BULLS OFF TO ROCKY START

Another team with largely the same core as last year off to a slower start than they would have hoped.

The Bulls still have the trio of DeMar DeRozan, Zach LaVine and Nikola Vucevic, and even though they’re missing Lonzo Ball (knee surgery rehab), the roster is still full of depth at every position. Yet after beating the Heat, the Bulls lost to a Wizards team no one has pegged as a playoff contender on a Bradley Beal game winner, then got blown out by the Cavaliers in a 32-point performance from Donovan Mitchell.

NETS PROCEEDING AS EXPECTED

No one thought Simmons would get back to looking like his old self immediately. And with Joe Harris, Seth Curry and T.J. Warren nursing injuries to start this season, no one thought the Nets would be immediately healthy, either.

In fact, Nash has made it clear on a number of occasions that things would look ugly early as the team incorporates new wrinkles to a recently installed offense and learns how each five-man unit meshes after adding new pieces to the rotation over the summer. The Nets are a work in progress, but that work isn’t nearly as disastrous as the drama over the offseason would have suggested. And in this case, for the Nets, all quiet is all clear.

JAZZ ARE 3-0

Show me the person who bet that the Utah Jazz would win their first three games and I’ll show you a delusional sports fan who just so happens to now be filthy rich.

The Jazz have beaten three legitimate Western Conference contenders: the same New Orleans Pelicans team that beat the Nets by 22; the same Minnesota Timberwolves team that paired Karl-Anthony Towns and Rudy Gobert; and the same Denver Nuggets team led by the reigning league Most Valuable Player Nikola Jokic.

That’s really interesting — given this was a team expected to tank to the heavens after trading star guard Mitchell to Cleveland and sending Gobert to Minnesota in the first place.

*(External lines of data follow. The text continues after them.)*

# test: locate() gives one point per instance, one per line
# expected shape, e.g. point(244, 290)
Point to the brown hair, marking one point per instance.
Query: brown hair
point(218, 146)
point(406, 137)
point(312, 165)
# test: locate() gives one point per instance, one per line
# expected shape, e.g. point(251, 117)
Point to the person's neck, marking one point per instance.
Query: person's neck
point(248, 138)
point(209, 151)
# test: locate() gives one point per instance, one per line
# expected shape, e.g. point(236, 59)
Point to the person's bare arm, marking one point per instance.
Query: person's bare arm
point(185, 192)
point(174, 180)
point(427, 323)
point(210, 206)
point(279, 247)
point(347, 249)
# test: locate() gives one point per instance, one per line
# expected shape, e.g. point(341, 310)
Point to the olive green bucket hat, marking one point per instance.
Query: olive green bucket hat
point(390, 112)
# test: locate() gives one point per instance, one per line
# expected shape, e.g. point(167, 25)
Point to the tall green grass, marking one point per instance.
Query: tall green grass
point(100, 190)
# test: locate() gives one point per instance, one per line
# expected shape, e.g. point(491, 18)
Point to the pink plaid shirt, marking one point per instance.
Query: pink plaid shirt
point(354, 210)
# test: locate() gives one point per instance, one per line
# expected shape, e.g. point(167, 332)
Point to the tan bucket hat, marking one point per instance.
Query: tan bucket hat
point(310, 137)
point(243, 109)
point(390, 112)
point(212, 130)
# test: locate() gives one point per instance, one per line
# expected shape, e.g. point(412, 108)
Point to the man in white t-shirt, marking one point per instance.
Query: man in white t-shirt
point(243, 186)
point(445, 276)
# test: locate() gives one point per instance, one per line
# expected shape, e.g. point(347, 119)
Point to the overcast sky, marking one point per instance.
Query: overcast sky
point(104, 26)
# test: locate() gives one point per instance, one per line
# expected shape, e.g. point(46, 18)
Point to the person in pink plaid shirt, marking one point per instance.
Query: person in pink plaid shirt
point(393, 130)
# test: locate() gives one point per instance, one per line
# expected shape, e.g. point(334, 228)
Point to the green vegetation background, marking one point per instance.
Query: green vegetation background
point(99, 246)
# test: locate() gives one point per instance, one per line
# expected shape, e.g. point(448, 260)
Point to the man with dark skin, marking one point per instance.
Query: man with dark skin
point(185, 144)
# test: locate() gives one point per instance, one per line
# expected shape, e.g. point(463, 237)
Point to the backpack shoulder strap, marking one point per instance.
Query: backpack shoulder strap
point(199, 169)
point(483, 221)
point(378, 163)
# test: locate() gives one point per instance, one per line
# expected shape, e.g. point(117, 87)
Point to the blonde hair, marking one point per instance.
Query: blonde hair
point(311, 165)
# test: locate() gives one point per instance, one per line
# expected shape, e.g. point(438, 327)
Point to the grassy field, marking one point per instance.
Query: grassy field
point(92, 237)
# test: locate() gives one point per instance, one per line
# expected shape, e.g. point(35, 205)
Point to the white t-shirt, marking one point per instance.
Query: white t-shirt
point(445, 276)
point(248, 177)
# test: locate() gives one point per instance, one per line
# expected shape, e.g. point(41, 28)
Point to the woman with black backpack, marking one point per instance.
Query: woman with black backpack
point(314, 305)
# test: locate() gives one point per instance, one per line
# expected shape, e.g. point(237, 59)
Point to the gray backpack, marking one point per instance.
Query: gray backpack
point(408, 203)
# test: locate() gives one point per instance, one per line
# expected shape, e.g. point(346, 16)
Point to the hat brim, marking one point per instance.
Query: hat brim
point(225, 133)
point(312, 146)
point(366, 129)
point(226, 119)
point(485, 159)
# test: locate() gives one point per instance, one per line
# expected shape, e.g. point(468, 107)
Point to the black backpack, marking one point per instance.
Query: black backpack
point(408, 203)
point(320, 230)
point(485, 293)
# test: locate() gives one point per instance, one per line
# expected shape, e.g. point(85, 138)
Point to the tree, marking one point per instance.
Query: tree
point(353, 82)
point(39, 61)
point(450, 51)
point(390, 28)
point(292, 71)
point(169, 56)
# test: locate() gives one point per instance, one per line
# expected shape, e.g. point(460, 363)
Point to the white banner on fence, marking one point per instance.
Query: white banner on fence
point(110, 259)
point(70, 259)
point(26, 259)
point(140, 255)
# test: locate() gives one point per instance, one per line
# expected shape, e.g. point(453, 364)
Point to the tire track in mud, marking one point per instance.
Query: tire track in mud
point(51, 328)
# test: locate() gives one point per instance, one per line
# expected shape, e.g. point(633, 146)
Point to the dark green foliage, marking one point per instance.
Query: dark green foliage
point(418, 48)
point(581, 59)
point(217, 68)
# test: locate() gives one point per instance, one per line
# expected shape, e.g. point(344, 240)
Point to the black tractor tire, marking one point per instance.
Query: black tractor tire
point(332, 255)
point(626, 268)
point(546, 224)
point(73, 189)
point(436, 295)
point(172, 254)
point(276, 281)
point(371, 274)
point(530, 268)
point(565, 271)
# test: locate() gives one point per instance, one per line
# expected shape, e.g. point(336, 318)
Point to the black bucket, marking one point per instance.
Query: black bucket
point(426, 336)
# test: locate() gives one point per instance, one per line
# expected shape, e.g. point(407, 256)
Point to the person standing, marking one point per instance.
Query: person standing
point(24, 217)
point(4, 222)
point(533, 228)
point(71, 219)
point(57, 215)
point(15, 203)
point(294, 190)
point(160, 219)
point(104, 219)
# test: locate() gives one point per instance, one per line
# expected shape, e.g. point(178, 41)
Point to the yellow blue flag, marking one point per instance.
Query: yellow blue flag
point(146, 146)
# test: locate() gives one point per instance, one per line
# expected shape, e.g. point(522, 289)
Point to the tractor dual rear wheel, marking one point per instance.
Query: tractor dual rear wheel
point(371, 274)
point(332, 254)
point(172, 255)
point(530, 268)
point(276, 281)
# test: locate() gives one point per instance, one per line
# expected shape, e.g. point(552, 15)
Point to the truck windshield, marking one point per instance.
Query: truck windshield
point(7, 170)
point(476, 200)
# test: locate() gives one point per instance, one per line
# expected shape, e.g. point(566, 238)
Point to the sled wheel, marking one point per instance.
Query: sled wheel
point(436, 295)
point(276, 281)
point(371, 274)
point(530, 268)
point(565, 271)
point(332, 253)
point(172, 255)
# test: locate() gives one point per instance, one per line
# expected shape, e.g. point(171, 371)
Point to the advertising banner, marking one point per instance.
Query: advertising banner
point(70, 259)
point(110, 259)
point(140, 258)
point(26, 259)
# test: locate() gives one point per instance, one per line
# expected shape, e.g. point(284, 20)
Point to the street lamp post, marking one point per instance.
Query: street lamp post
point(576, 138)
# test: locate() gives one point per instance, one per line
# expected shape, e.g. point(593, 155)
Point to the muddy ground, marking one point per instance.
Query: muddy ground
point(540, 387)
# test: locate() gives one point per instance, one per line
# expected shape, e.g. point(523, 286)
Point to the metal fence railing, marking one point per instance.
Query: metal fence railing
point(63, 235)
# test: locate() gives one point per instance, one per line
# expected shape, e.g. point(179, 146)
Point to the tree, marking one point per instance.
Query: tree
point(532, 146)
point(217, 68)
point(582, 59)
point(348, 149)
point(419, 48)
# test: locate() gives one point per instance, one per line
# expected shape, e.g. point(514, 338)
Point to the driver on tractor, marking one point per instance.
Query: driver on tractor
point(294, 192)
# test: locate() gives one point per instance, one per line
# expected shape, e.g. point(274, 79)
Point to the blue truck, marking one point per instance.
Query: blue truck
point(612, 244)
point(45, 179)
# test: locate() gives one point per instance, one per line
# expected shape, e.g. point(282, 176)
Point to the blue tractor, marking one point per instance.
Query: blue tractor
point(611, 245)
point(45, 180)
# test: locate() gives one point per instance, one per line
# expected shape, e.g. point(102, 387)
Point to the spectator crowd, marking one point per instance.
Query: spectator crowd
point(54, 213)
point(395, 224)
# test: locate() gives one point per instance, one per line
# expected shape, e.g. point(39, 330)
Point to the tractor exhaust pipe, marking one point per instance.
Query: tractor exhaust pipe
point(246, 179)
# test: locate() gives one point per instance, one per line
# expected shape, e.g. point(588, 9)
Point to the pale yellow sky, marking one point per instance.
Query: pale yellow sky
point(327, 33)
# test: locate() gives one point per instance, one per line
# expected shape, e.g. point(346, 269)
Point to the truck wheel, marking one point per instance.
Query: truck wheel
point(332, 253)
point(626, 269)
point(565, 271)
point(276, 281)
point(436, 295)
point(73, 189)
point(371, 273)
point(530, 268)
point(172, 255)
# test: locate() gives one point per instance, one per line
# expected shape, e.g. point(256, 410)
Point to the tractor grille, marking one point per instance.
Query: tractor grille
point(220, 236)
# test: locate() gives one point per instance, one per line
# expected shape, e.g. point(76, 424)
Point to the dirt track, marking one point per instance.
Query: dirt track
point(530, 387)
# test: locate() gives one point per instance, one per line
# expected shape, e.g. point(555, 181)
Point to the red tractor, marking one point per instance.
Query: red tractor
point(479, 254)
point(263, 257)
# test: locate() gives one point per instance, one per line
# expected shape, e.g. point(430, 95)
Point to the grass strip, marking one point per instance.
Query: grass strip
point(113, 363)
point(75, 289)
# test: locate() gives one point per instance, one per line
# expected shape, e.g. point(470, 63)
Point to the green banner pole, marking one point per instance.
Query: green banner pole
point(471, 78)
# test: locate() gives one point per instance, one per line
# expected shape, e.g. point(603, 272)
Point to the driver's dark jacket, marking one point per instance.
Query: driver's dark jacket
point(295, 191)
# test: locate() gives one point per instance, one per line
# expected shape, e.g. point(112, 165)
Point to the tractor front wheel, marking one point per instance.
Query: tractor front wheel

Lauri Markkanen and Collin Sexton are trying to prove they’re not just Cleveland’s leftovers, and two seasons after winning the NBA’s Sixth Man of the Year, Jordan Clarkson is showing what he can do as a starter.

The ironic part, of course, is that with every win this unlikely group of undefeated hoopers strings together, the further Danny Ainge gets from being in position to select a generational talent like the 7-3 Wembanyama in this year’s upcoming draft.